Venerable institution of the mid 19th century, evocatively and worrisomely named the Toronto Lunatic Asylum, is today associated with the University of Toronto's Health Center. The Center for Addiction and Mental Health wished to open itself to the city and the world in order for the new psychiatric methods to benefit from an updated environment. Urban Strategies chose a consultation formula allowing to call upon the public at large. The first competition aimed at a general plan to submit to the Ministry of Health and Long Term Care. The second competition, ‘The Wall', had for an objective to symbolically and artistically qualify the limits of the property. Classed as a historic monument by the Toronto authorities, this wall was to become a threshold and in some ways a public event.

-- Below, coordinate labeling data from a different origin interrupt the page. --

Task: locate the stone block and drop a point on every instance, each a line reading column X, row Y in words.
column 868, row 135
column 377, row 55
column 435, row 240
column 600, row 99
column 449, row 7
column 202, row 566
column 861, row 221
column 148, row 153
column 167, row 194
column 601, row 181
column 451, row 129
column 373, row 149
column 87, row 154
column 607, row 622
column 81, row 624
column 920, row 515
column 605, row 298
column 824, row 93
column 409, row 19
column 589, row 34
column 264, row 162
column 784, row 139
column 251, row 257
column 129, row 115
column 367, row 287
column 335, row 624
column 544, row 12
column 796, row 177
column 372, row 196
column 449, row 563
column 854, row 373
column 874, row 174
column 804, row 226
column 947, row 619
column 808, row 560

Carried off in the early 21st century by the Community Care Consortium Community Care Consortium (Kuwabara Payne McKenna Blumberg Architects / Montgomery Sisam Architects Inc. / Kearns Mancini Architects Inc.), the Center For Addiction and Mental Health competition has headed a vast thinking process on the role of care facilities in an urban environment. In this era where Montreal painstakingly questions itself on the two mega-hospitals to be created in the next decades, certain decision-makers and commentators could eventually benefit from a prolonged stay… in Toronto! :))
PS : consulting agency of international calibre, Urban Strategies is one of these Toronto firms that strongly contributes to the moulding of big cities such as Toronto, Amsterdam or Buffalo. Through our collaborations, we have regularly noticed their concern in the diffusion of projects and thoughts mobilised in the occasion of competitions (it is thanks to them that we were able to also publish the Tip Top Tailor competition in the fall of 2006). Their engagement to public and private proxies has won them numerous prizes. We allow the L.E.A.P. researchers to join in on our congratulations.